Openshift-ansible: oc veriosn v1.2.0-1-g7386b49 , doesnt seem stable

Created on 15 Jun 2016 · 38Comments · Source: openshift/openshift-ansible

Hi , I am installing origin from latest openshift-ansible branch , now I am trying to deploy docker-registry , But it always gives

Error syncing pod, skipping: failed to "StartContainer" for "POD" with ErrImagePull: "Tag v1.2.0-1-g7386b49 not found in repository docker.io/openshift/origin-pod"

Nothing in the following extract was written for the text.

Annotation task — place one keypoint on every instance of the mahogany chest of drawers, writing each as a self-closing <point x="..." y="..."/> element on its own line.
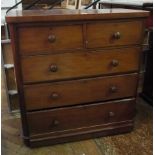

Could you please tell me where is the stable version so that I can try that out. Daily I see some changes and always stuck with the deployment :(

Source

priyanka5

Most helpful comment

I have built a fixed origin for centos (origin-1.2.0-2.el7). This will take care of the problem.
https://cbs.centos.org/koji/buildinfo?buildID=11297
It currently is in the centos paas testing repo, and has been marked to go into the released repo. I'm not positive how soon it takes for packages to get into the relesed repo. Hopefully by Monday, possibly sooner.

tdawson on 17 Jun 2016

🎉1 👍1

All 38 comments

@sdodson @tdawson This seems related to the centos sig work being done for origin?

abutcher on 15 Jun 2016

@abutcher this isoc version v1.2.0-1-g7386b49 so it tries to pull images with tags: v1.2.0-1-g7386b49 but this tag does not exist in the openshift origin registry on dockerhub.

ghost on 16 Jun 2016

Safe to call this a duplicate of https://github.com/openshift/origin/issues/9315 ?

dgoodwin on 16 Jun 2016

Yeah, not sure if the origin issue should be considered a dupe of this or
the otherway around. It's really in the centos packaging process which is
contained in neither of these two repos :-(

On Thu, Jun 16, 2016 at 8:30 AM, Devan Goodwin [email protected]
wrote:

Safe to call this a duplicate of openshift/origin#9315
https://github.com/openshift/origin/issues/9315 ?

—
You are receiving this because you were mentioned.
Reply to this email directly, view it on GitHub
https://github.com/openshift/openshift-ansible/issues/2045#issuecomment-226471110,
or mute the thread
https://github.com/notifications/unsubscribe/AAC8IXjCa8DdQ4EfBX_fCe7M56TdtGUdks5qMUHmgaJpZM4I2BCV
.

sdodson on 16 Jun 2016

I am in the middle of reworking the CentOS packaging process. If there are certain things that are being left out, now is the time to say what they are.
The issue I see right now is that the origin spec file is still at version 0.0.1 (for testing reasons) which means that any build of the origin rpm's are completely independent of any other builds. Thus the tags are going to be different.
I would really like fix the main origin spec file, and workflow if needed, so that it is easy for people to build the origin rpm in a consistent manner.

tdawson on 16 Jun 2016

@tdawson : in centos 7 it says NetworkManager should also be enabled before installation. Does it really required?

priyanka5 on 16 Jun 2016

@priyanka5 I'm not the correct person to ask about that. All I know is that it should be the same as RHEL. We haven't done anything special to CentOS to make OpenShift different on it.

tdawson on 16 Jun 2016

Is there a workaround in the mean time? Kinda dead in the water here.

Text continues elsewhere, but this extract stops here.